En 2009, Jacques Perrin persiste dans cette démarche avec Océans (coréal. : Jacques Cluzaud). Aux antipodes de l'héroïsme technologique des nouveaux avatars, mais à l'opposé aussi d'une télévision réalité boulimique de son propre cynisme, Océans tente d'aller chercher le réel là où il se trouve encore, pour le magnifier ensuite avec des moyens proprement cinématographiques.

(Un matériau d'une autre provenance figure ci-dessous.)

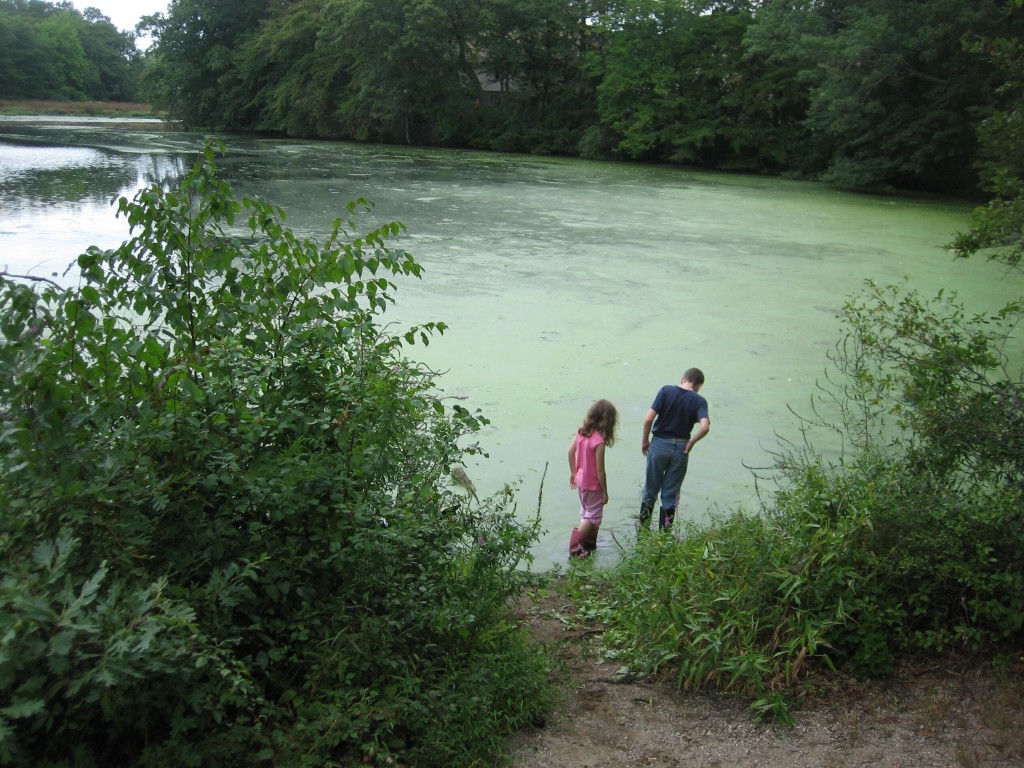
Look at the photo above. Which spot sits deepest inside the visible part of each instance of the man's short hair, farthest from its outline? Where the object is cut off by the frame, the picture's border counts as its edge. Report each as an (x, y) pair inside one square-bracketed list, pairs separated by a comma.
[(694, 376)]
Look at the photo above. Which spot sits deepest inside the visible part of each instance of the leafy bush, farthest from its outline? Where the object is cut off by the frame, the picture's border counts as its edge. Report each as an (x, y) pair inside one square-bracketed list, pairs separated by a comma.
[(912, 543), (227, 529)]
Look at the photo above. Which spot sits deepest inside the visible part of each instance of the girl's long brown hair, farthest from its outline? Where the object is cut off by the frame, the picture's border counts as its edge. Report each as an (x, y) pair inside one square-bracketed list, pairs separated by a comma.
[(602, 417)]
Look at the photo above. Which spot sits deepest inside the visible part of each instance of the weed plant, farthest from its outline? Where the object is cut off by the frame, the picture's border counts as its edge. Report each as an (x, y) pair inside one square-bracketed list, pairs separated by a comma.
[(227, 529)]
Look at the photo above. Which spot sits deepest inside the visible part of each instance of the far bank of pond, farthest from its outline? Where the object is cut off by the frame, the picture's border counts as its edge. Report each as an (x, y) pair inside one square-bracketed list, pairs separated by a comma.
[(562, 281)]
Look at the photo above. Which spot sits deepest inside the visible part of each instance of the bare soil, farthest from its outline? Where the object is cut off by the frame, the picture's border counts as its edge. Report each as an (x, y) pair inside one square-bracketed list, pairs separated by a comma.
[(947, 713), (42, 107)]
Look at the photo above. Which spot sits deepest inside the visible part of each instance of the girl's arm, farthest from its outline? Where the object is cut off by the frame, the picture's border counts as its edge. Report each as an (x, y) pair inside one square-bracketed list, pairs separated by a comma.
[(601, 476), (572, 466)]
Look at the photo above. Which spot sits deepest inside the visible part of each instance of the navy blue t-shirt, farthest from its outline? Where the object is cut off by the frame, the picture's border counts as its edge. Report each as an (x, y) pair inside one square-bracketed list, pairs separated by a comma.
[(678, 410)]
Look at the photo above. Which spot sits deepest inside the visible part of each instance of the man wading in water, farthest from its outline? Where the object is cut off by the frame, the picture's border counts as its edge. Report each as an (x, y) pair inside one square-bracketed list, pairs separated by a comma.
[(676, 409)]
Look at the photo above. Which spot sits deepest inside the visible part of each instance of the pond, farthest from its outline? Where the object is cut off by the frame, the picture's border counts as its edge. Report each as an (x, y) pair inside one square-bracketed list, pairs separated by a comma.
[(562, 281)]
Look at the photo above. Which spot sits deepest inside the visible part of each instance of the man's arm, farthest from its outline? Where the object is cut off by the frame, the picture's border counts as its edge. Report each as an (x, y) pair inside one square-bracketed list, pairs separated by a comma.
[(648, 422), (702, 430)]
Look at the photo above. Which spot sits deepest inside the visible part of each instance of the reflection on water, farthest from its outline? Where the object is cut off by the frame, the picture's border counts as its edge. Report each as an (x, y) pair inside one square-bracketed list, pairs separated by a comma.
[(562, 281), (57, 200)]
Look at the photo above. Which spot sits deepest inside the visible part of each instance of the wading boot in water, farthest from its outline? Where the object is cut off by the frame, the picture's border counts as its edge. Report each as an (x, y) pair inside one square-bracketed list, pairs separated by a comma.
[(665, 521), (643, 519)]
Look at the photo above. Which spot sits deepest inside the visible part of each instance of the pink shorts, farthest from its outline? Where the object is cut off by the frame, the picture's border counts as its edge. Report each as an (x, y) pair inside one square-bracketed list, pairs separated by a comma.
[(592, 506)]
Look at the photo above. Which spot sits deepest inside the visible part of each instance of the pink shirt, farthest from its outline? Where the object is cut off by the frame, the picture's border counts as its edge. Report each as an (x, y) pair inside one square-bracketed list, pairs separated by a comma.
[(586, 448)]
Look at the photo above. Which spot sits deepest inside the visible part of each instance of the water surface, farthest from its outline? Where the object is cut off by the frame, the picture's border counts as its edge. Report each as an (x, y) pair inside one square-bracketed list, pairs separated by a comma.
[(562, 281)]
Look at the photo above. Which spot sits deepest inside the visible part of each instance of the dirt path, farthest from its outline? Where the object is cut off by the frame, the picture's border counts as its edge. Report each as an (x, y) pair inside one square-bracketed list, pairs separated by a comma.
[(926, 717)]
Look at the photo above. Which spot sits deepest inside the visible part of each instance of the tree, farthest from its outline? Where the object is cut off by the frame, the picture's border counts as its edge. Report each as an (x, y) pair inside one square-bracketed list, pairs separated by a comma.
[(412, 68), (899, 91), (298, 81), (226, 524), (190, 69), (53, 51)]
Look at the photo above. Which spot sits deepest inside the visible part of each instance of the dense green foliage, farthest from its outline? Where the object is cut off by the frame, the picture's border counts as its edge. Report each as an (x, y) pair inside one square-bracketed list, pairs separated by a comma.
[(227, 531), (912, 543), (53, 51), (864, 93)]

Le cinéaste s'y fait compositeur et chorégraphe, ne dressant plus les animaux pour les besoins du film, mais les mettant véritablement en scène autant qu'eux le mettent en réalisation. Les poissons et les mammifères marins forcent la caméra à s'affranchir de sa lourdeur. Il n'y a plus ni haut, ni bas, ni volume, ni surface plane, tout n'est que mouvement, dans une complicité silencieuse entre dispositif d'enregistrement et danseurs. Et lorsque cette complicité devient, le temps d'un instant, fusion parfaite, Océans révèle une succession de points, de couleurs, de particules lumineuses en mouvement, proches de l'abstraction : du cinéma, de la lumière en mouvement, du mouvement en lumière.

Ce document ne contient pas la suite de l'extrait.